- Died: December 24, 1830 Hall County, Georgia
- Cause of death: Execution

= George "Corn" Tassel =

Illegally executed Native American

George "Corn" Tassel, Utsi'dsata, Cherokee language (Cherokee: Tsalagi, Aniyvwiyaʔi), was known for being illegally tried, convicted, and executed for murder on December 24, 1830, by the State of Georgia. His case became the first Cherokee legal document to support Cherokee sovereignty, and by extension Native American sovereignty in general. As a result of this incident, the United States Supreme Court ruled in Worcester v. Georgia that the states do not have jurisdiction in Native American territories.

==Murder charges==
In 1830 George Corn Tassel was charged with the murder of another Cherokee man at Talking Rock, within Cherokee territory. Corn Tassel had allegedly waylaid and killed Sanders "Talking Rock" Ford while under the influence of alcohol.

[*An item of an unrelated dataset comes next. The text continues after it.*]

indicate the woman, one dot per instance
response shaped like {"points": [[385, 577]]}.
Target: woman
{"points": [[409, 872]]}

Talking Rock (now Pickens County, Georgia) was within the territory of the Cherokee Nation. It was 50 miles from Hall County, where Tassel was taken to be tried. Since the Cherokee Nation was considered sovereign by U.S. law, Tassel should have been tried in a Cherokee court.

==Trial and appeal==
Tassel was tried on November 22, 1830, in the county seat, Gainesville, Georgia. The courthouse was a log cabin in the center of town. A jury of 12 white men found Tassel guilty of murder. Superior Court Judge Augustin Smith Clayton sentenced Tassel to death, to be hanged by the neck until dead.

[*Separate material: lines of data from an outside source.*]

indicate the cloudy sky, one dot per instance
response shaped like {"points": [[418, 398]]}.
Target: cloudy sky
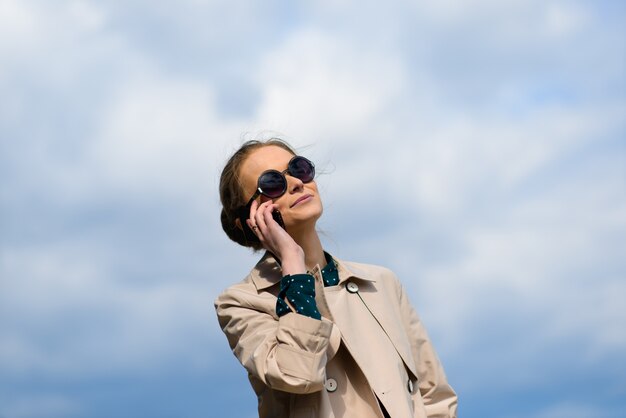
{"points": [[475, 147]]}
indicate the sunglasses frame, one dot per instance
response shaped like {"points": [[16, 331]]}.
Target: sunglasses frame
{"points": [[259, 192]]}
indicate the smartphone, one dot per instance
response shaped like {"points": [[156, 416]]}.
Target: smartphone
{"points": [[250, 235]]}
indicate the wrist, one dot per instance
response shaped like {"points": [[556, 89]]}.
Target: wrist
{"points": [[293, 262]]}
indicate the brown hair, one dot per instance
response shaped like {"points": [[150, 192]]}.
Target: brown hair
{"points": [[231, 190]]}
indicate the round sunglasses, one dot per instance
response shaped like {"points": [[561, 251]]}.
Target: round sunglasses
{"points": [[273, 183]]}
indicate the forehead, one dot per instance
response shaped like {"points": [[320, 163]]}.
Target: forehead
{"points": [[265, 158]]}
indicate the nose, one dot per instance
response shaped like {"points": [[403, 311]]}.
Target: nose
{"points": [[294, 184]]}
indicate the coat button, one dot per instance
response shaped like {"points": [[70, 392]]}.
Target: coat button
{"points": [[352, 287], [330, 385]]}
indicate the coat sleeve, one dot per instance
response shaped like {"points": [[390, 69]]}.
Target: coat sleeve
{"points": [[286, 353], [438, 397]]}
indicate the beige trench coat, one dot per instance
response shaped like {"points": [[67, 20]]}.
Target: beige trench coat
{"points": [[369, 344]]}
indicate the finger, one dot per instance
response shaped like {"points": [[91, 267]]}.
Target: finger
{"points": [[259, 216], [253, 210], [252, 226]]}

Tassel's case was appealed and went before a 'convention of judges" of Georgia superior courts, at that time the de facto Georgia Supreme Court. The judges who denied his appeal included Augustin S. Clayton [who had presided over Tassel's trial], William Law, William H. Crawford, William H. Holt, L.Q.C. Lamar, Charles Daugherty, C.B. Strong, G.E. Thomas, L. Warren, John W. Hooper, and H. Warner.

At the request of Cherokee Chief John Ross, U.S. Attorney General William Wirt appealed Tassel's case to the Supreme Court, in Georgia v. Tassel. The Supreme Court accepted the appeal and issued a mandate forbidding Tassel's execution. The Court also ordered the state to produce the records of the trial. They ordered Georgia Governor George Gilmer to appear before them in January 1831.

Gilmer responded by calling an emergency session of the state's General Assembly on Dec. 22, 1830. In that session, laws were enacted nullifying any contracts between white and Cherokee people, requiring white residents of the Cherokee Nation to take a pledge of loyalty to the State of Georgia, and establishing a system whereby any white employees of the Cherokee had to obtain a permit from the State of Georgia to work for them.

After encouragement from Governor Gilmer, Judge Clayton refused the Supreme Court's demand for trial records and proceeded to have Corn Tassel executed by hanging on Dec. 24, 1830.

==Death==
On Christmas Eve morning, Sheriff Jacob Eberhart conducted Tassel from the Hall County Jail in an oxcart to gallows erected in a field at the corner of Main and Grove streets, two blocks south of the log courthouse. Tassel was forced to sit on his own coffin in the wagon, where he was tied hand and foot. Judge Clayton stood by Eberhart as he conducted the execution.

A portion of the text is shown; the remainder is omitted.